The generals and admirals walked the world and worked their way through a series of potential national security crises, locked in debate over what kind of military — its size, its capability — the nation will require in the next five years.
“Strategic seminar” is the name Gen. Martin E. Dempsey, chairman of the Joint Chiefs of Staff, has chosen for these daylong sessions, which were not exactly a war game more than a tabletop military exercise, and unlike anything the Pentagon has done to plan its future.
Shortly after being sworn in as chairman in October, a decade after the terrorist attacks of Sept. 11, 2001, Dempsey said the military was confronting “a strategic inflection point, where the institution fundamentally re-examines itself.” The seminar project he started fits his goal: to try to build the right military force for five years from now — and not be driven by the budget cycle into a series of year-by-year decisions.
The overarching question is whether the Pentagon’s war plans need to be rewritten to take into account how the military has been affected by a decade of fighting in Iraq and Afghanistan, and now by orders to shrink to fit mandated budget cuts. While the list of potential adversaries and the rising threats remain classified, the assessments from the sessions already are reshaping military planning.
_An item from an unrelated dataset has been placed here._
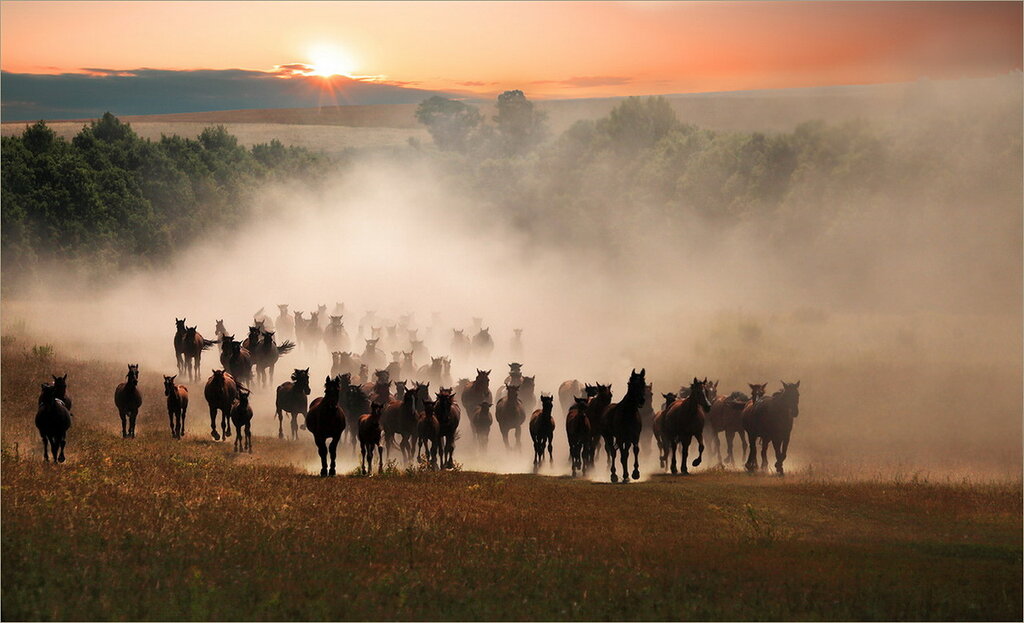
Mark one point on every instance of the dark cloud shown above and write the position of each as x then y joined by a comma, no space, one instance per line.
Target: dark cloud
588,81
147,91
Initial findings have been presented to President Barack Obama by Dempsey, officials said.
One realization is that under any situation in which the United States is in an armed conflict within five years, U.S. territory most likely would be attacked as part of an adversary’s actions, regardless of where the major fighting was focused overseas. That attack might be direct, by missile, or more asymmetrical, as in terrorism or via a computer-network cyberattack.
“In the future, our homeland will not be the sanctuary it has been,” Dempsey told a recent military conference, during which he pulled back the curtain — a bit — on the strategic seminar project.
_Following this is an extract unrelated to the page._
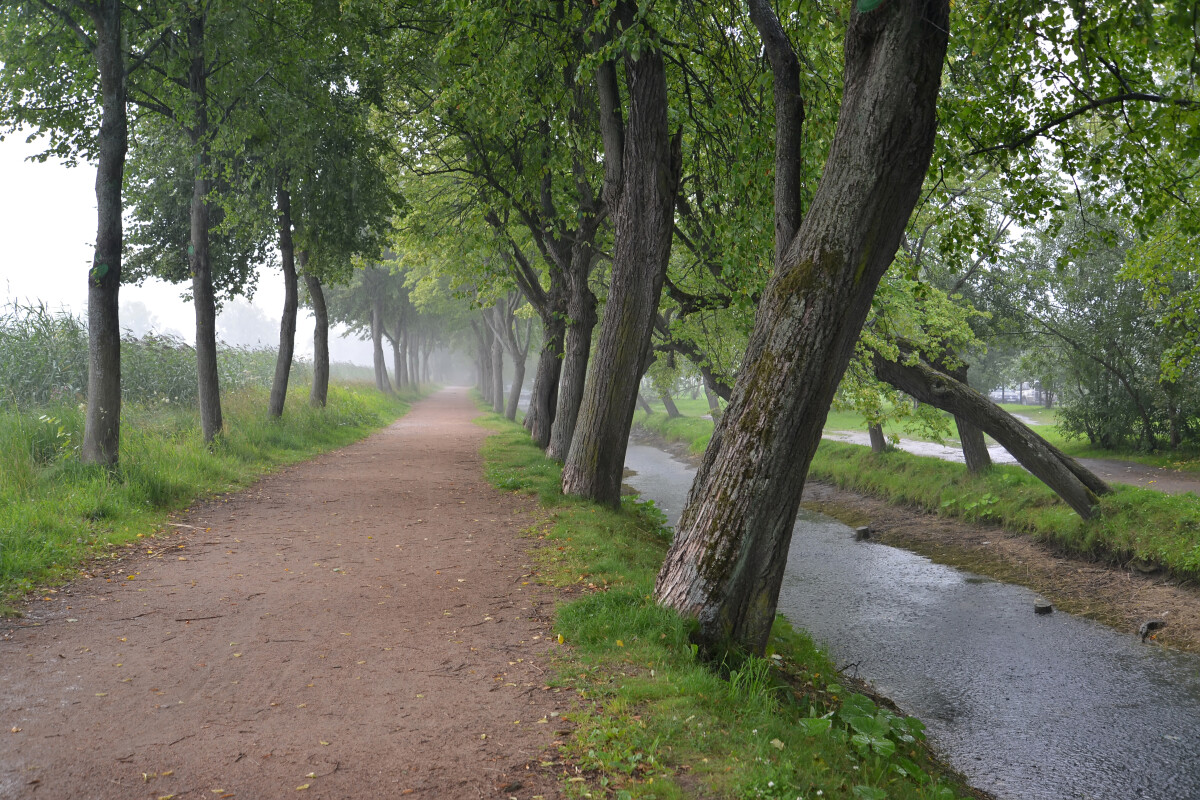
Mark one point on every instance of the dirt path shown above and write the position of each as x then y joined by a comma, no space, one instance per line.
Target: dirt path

As a result of that seminar, Dempsey said, the military’s Northern Command, responsible for defending U.S. territory, has begun work with the Department of Homeland Security, the FBI and other domestic agencies to assess how potential demands for military forces overseas might affect security at home, and how any shortfalls could be resolved.
Another lesson from the seminars is that the Pentagon might have to organize and deploy forces in a different way than war plans now dictate if there is another major conflict overseas and simultaneously a significant attack at home, or the need to manage a catastrophic, domestic natural disaster.
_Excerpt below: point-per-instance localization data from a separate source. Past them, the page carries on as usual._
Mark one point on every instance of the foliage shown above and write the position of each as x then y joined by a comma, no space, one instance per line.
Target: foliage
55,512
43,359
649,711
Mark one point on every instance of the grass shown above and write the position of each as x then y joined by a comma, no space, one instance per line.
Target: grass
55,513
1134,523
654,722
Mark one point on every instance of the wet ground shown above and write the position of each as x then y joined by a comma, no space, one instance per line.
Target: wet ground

“We assumed a conflict someplace, and we flowed the forces required to that conflict,” Dempsey said. “We created a scenario where the homeland was attacked — or even if it wasn’t attacked, where there might have been some natural disaster. And it was remarkable.”
Dempsey acknowledged that the Pentagon had long believed “there’s always enough at home to deal with whatever happens, even while we’re fighting conflict elsewhere,” especially if the National Guard or reserves were used. After the seminar, he noted, “We might have to challenge that assumption.”
Gen. Ray Odierno, the Army chief of staff, told a public forum sponsored by the magazine Foreign Affairs that the seminars reshaped his thinking on the number of troops needed over the coming years.
“We are, as the Joint Chiefs and the combatant commanders, going through a series of strategic exercises now run by the chairman that helps us continue to sort through this and to make sure we are identifying all the issues that are out there,” Odierno said. At each of the sessions, the civilian leadership is represented by Ashton B. Carter, the deputy defense secretary.
Officials said the seminars, held at Marine Corps Base Quantico, in Virginia, are built around realistic scenarios for 2017. Like a traditional war game, they are chock-full of specifics about available troops and weapons, and with specific challenges to account for the tyranny of time, distance, weather and unexpected actions by the adversary.
But they also have aspects of a more academic seminar, in that the daylong events, the fourth of which is set for this month, invite differences of opinion — even disruptive thinking, participants say — while forcing the armed service chiefs who provide the personnel and weapons to work alongside the commanders who will use them in war.
The seminars, according to one senior participant, are “designed for us to ask uncomfortable questions about potential U.S. national military vulnerabilities in future conflicts” over the next five years.
“Given what we think potential adversaries can do, given what we think potential allies can do and given what we think we can do — do we need to make some changes?” said the senior official, who spoke on the condition of anonymity to give a sense of the intellectual and practical themes under discussion. “Let’s try to anticipate the future, to answer questions like, ‘How can we fight better? How could we fight differently? What new partners should we be seeking? How serious are the threats that we’re facing?”’
Dempsey described the new era through a medium that seemed to also define it — his Facebook page.
Discussing the first seminar, he wrote that it would “challenge our assumptions about the future security environment in 2017 and assess both the capability and the capacity of the Joint Force: that is, what can it do, how quickly, and for how long. I expect this seminar will produce a broad set of questions that will inform future seminars and eventually assist us in revising operational plans in execution of our strategy.”